Working in IT, we deal with strange issues all the time. However, every once in a while, something would come up that leaves us scratching our heads for days. One such issue happened to us a few years back. It came back to me recently and this time, I thought to myself I should note it down.
Summary
- Maximo – TechnologyOne integration error. Work orders went missing.
- There are no traces of problem. Everything appears to be working fine
- The problem is due to the F5 Load Balancer returns a Maintenance Page with a HTTP Code 200. This leads Maximo to think the outbound message was received successfully by WebMethods.
The mysterious missing work orders
The issue was first reported to us when the user raised a ticket about missing work orders in TechnologyOne, the Finance Management System used by our client. Without work orders created in TechOne, the users won’t be able to report actual labour time or other costs. Thus, this is considered a high-priority issue.
Integration Background
TechOne is integrated with Maximo using WebMethods, an enterprise integration platform. Unlike direct integration, these types of problems are usually easy to deal with when an enterprise integration tool is used. We simply look at the transaction log, identify the failed transactions and what caused them, fix the issue, and then resubmit the message. All good integration tools have such fundamental capabilities.
In this case, we looked at WebMethods’ transaction history and couldn’t find any traces of the missing work orders. We also spent quite some time digging through all of the log files of each server on the cluster to find any errors but couldn’t find anything relevant. Of course, that is the case because if there is an error, it should have been picked up and the system should raise alarms and email notifications to a few overlapped monitoring channels we set up for this client.
Clueless
On the other hand, when we looked at Maximo’s Message Tracking and log files, everything looked normal with work orders published to WebMethods correctly without interruption. In other words, Maximo said it had sent the message, while WebMethods said it never received anything. This left us in limbo for a few days.
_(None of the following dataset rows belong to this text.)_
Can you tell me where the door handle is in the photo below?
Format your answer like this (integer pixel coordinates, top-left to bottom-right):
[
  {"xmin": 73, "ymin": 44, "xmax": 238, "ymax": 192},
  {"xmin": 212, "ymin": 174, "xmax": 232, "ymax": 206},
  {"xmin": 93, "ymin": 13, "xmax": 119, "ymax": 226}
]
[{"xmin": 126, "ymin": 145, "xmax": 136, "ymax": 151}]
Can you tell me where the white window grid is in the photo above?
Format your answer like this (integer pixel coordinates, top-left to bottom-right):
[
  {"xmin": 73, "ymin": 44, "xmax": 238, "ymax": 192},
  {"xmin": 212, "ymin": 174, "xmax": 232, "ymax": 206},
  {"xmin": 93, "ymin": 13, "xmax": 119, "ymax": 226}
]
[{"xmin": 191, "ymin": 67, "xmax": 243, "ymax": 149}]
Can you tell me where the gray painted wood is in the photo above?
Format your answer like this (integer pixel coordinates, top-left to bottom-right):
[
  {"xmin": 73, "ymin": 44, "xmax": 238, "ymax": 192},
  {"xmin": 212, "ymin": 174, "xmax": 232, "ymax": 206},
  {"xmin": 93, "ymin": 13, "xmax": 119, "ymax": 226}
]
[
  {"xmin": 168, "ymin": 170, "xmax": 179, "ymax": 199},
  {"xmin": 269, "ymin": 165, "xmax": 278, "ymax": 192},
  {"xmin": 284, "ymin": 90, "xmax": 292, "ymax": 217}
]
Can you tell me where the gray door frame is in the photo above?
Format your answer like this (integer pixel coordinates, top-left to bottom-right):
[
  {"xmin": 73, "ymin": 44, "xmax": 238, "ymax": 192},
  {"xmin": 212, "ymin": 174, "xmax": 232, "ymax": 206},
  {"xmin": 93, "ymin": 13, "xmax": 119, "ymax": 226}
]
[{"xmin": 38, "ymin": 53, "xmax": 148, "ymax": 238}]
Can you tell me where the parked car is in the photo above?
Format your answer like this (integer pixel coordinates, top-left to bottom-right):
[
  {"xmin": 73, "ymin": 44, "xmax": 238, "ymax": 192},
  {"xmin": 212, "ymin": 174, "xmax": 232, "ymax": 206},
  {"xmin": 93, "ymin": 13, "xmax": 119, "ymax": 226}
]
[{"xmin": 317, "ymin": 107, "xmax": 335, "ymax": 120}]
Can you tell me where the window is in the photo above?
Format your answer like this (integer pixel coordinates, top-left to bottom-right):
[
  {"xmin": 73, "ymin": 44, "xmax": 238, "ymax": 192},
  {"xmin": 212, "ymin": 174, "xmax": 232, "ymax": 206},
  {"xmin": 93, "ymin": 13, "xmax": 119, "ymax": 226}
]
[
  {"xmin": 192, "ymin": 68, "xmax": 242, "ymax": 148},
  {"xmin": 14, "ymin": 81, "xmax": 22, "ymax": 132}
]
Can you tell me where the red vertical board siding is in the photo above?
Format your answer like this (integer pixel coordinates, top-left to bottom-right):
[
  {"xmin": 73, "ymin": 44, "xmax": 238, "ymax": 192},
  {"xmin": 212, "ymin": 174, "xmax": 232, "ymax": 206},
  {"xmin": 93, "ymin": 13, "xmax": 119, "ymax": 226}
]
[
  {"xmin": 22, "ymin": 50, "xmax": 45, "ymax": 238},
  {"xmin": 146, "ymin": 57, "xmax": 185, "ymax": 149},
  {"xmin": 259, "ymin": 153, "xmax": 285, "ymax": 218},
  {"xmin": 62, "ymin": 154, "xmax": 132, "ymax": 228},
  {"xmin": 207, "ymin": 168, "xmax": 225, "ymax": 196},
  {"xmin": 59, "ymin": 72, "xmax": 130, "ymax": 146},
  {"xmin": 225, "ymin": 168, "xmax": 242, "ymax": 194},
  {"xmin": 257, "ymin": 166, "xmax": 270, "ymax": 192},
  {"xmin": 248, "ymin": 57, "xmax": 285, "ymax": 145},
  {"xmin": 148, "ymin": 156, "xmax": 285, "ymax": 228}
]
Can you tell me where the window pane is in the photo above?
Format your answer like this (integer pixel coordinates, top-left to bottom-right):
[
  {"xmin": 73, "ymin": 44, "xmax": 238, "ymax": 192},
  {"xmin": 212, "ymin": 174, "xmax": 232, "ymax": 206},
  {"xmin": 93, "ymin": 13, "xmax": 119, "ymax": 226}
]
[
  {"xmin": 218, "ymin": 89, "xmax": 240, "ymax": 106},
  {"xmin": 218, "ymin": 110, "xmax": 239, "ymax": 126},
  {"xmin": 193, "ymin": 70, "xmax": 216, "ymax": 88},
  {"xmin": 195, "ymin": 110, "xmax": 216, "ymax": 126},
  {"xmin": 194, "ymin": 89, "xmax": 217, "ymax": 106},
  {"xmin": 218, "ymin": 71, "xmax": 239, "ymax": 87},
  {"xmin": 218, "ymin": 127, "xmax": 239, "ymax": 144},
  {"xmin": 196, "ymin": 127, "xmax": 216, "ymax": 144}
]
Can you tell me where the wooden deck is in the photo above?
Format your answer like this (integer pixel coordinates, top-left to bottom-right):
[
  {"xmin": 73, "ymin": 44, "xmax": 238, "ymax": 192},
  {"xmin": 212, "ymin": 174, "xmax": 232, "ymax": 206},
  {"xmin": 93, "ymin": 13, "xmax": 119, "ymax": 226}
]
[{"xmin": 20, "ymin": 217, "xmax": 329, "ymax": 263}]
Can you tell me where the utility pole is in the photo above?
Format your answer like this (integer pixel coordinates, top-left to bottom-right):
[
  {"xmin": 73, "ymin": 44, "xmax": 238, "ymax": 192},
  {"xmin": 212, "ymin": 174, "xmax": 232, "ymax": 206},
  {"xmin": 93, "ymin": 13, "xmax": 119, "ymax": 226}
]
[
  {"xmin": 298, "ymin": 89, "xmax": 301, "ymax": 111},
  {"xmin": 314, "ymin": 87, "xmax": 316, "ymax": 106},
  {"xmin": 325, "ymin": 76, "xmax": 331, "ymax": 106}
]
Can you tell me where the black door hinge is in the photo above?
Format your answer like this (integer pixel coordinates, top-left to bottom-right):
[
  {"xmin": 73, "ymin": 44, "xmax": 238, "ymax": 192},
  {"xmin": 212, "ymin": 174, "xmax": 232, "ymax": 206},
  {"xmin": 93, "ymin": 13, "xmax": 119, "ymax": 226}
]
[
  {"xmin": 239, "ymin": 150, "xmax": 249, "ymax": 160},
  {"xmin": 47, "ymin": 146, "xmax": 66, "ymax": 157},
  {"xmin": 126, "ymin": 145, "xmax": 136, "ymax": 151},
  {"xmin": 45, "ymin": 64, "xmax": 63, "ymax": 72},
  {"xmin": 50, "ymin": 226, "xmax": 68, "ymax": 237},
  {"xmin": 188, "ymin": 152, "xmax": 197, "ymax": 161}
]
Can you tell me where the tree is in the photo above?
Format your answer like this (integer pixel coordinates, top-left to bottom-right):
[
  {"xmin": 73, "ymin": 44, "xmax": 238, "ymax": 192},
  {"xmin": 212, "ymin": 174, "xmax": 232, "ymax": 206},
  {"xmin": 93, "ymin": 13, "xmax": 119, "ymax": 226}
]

And of course, when we had no clue, we did what we application people do best, we blamed the network guys.
The network team couldn’t find anything strange in their logs either. So, we let the issue slip for a few days without any real progress. During this, users kept reporting new missing work orders not knowing that I didn’t really do any troubleshooting work. I was staring at the screen mindlessly all day long.
Light at the end of the tunnel
Then of course, when you stare at something long enough, the problem will reveal itself. With enough work orders reported, it became clear that all of the updates only went missing during a period between 9 to 11 PM regardless of the type of work orders or data entered. When this pattern was mentioned, it didn’t take long for someone to point out that this is usually the time when IT do their Windows patching.
When a server is being updated, IT would set the F5 Load Balancer to re-direct any user requests to a “Site Under Maintenance” page, which makes sense for a normal user accessing a service via the browser. The problem is that when Maximo published an integration message to WebMethods, it received the same web page, which is ok, as it doesn’t process any response. However, the status of the response is HTTP 200 which is not ok in this case. Since it’s an HTTP 200 OK status, Maximo thought the message had been accepted by WebMethods and thus marked it as a successful delivery. WebMethods, on the other hand, never received such a message.
Lesson Learned
The recommendation in this case is to set the status of the Maintenance page to something other than HTTP 2xx. When Maximo receives a status other than 2xx, it marks the message as a delivery failure. This means the administrator shall be notified if monitoring is set up. The failed message will be listed as an error and can be resubmitted using the Message Reprocessing app.
Due to the complex communication chain involved, I never heard back from the F5 team on what exactly was done to rectify the issue. However, from a quick search, it looks like it can be achieved easily by updating the rule in F5.
This same issue recently came back to me, so I had to note it down to my list of common issues with Load Balancer. I think it is also fun enough to deserve a separate post. This is a lengthy story, if you made it this far, I hope at least it will be useful to you at some point.